計算・実験科学の融合による有効ハミルトニアン構築と強相関トポロジカル物質への応用
【研究キーワード】
強相関電子系 / 機械学習 / 量子スピン液体 / ベイズ最適化 / トポロジカル物質 / ベイズ推定
【研究成果の概要】
本研究計画では、量子物質、特にトポロジカルな量子スピン液体と呼ばれる電子状態を実現するため、強相関電子系と呼ばれる、電子間のクーロン相互作用と原子間の電子のトンネリングの効果が拮抗する物質群を解析するための手法開発を行う。研究代表者らが開発を主導してきたオープンソース・アプリケーションHΦを量子多体シミュレータに用い、実験データを入力とし、理論あるいは第一原理電子状態計算に基づく有効ハミルトニアンを『事前知識』として、有効ハミルトニアンのベイズ推定を行うアルゴリズムの開発、およびHΦの拡張機能としての実装・公開を目指す。さらに、新物質開発を行う実験グループと有効ハミルトニアン推定手法の開発運用グループとの密連携によって、強相関トポロジカル物質の有効ハミルトニアンの決定と理論物質設計指針の策定を目的として研究を進める。

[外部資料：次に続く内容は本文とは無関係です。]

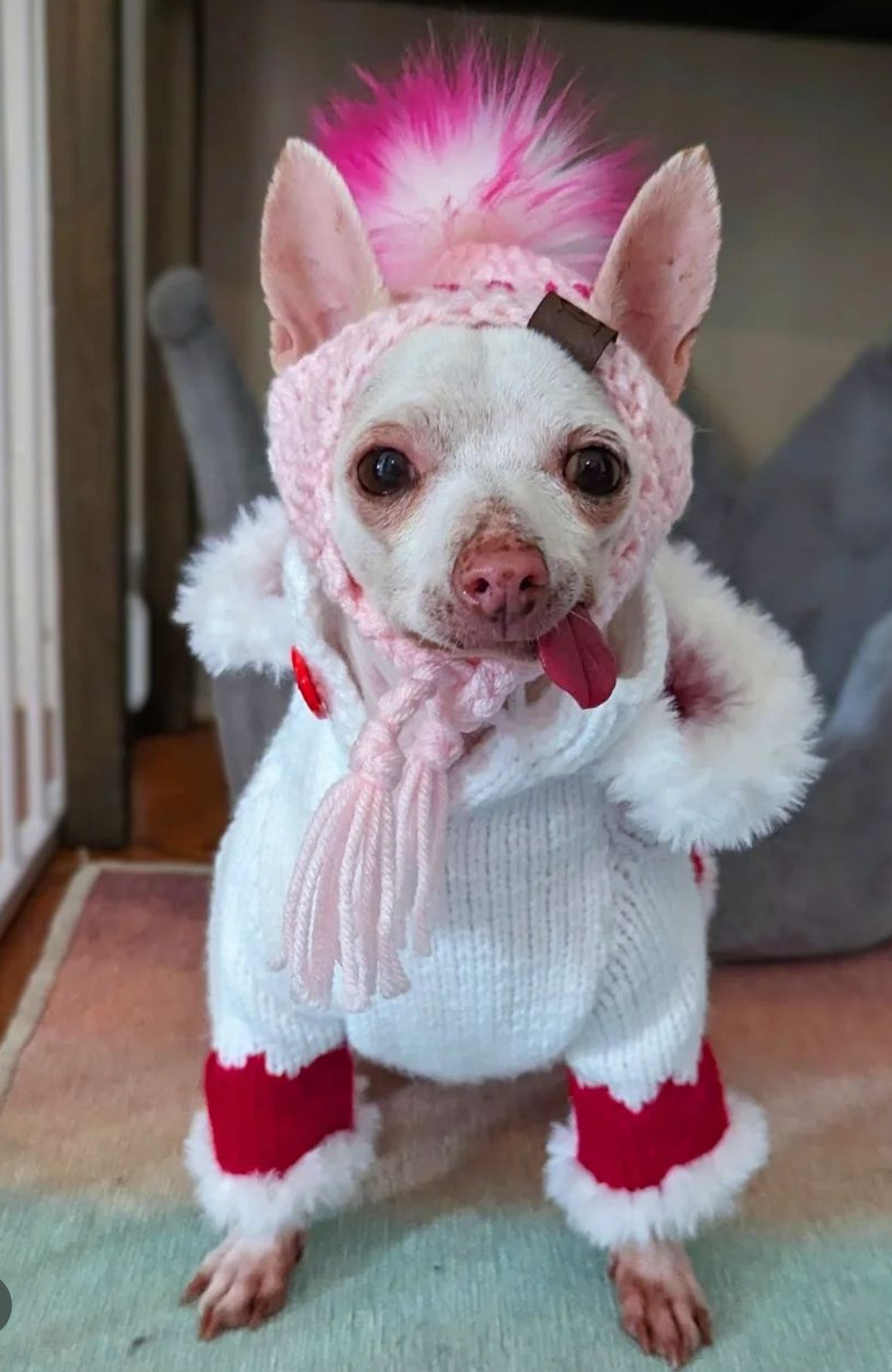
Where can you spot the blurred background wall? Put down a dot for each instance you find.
(798, 130)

本年度は、第一原理計算に基づいて実験データから強相関物質の電子状態を記述する有効ハミルトニアンを決定するため、ベイズ最適化のためのオープンソースソフトウェア(PHYSBO)と量子格子模型計算ソフトウェアHΦの接続、ならびに大規模な量子格子模型計算のためのオープンソースソフトウェア(mVMC)のチューニングを行った。引き続き特異な量子もつれを示す量子スピン液体の候補物質として研究が進む強相関物質RuCl3の磁化データを用いた有効ハミルトニアンの決定ならびに接続ツール整備と公開作業を進めている。また、量子スピン液体候補物質RuCl3、RuBr3およびRuI3の電子状態を第一原理計算によって解析、並行してこれらキタエフ物質の物質合成、結晶構造決定および物性測定を行い、電子相関がハロゲンの原子番号が大きくなることで弱まることが明らかとなった。